Didn't work out today. My mom called and said she was bringing my grandma over to see my house. My grandma lives out of town and doesn't come to visit very often. This is the first time she's ever been to my house, and, given her distaste for travel, will probably be her last. So I've been running around the house cleaning like a mad woman for hours, making sure that my place looks its absolute best. I don't want Grandma thinking I live like a slob. Mostly I do live like a slob, but I don't want her thinking it. :) Anyway, my point is, I didn't get a chance to get on the treadmill before my mom called and dropped the bomb on me. The good news, though, is that I'm pretty sure I've probably burned more calories stooping and climbing and scrubbing and such than I ever would have walking for twenty minutes. So I'm not going to feel too bad about missing today's treadmill session. I've managed to stay on track eating-wise today, so everything's good. Tomorrow, on the other hand...

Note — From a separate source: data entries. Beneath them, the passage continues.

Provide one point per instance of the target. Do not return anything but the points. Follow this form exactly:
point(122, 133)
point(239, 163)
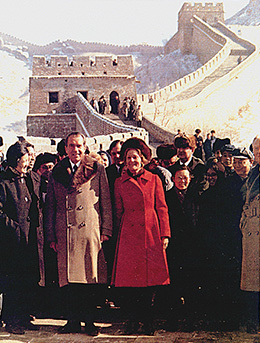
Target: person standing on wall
point(78, 221)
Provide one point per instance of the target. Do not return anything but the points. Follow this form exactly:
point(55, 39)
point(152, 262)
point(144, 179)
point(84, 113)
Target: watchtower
point(56, 80)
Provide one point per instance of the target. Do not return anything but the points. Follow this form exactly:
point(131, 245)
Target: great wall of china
point(201, 31)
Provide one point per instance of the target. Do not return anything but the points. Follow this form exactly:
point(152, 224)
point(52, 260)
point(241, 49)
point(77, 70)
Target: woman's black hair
point(177, 167)
point(107, 154)
point(15, 152)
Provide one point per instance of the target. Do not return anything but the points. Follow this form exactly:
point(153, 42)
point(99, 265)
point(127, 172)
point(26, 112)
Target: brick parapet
point(197, 76)
point(94, 121)
point(83, 65)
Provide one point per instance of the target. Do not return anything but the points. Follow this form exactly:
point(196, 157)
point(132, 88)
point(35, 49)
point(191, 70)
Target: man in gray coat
point(78, 221)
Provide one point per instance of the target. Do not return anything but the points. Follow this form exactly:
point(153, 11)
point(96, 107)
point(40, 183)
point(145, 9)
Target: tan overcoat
point(78, 211)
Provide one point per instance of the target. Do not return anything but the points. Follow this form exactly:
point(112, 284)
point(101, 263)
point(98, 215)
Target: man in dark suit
point(185, 146)
point(113, 172)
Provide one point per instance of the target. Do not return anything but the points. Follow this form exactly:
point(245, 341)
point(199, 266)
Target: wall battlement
point(83, 65)
point(208, 6)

My nieces are sleeping over tonight and then I'm taking them school shopping tomorrow. Before I ever decided to set my goal to lose 140 pounds in 24 months, I told my nieces I would take them to lunch during/after our shopping session. Because, seriously, you can't have a day of shopping and not include lunch. It's just not done. So I'm praying that I can behave myself, wherever we go, and at least make a smart choice. Or, if I can't make a smart choice, then for heaven's sake keep the portion reasonable. That is my goal for tomorrow.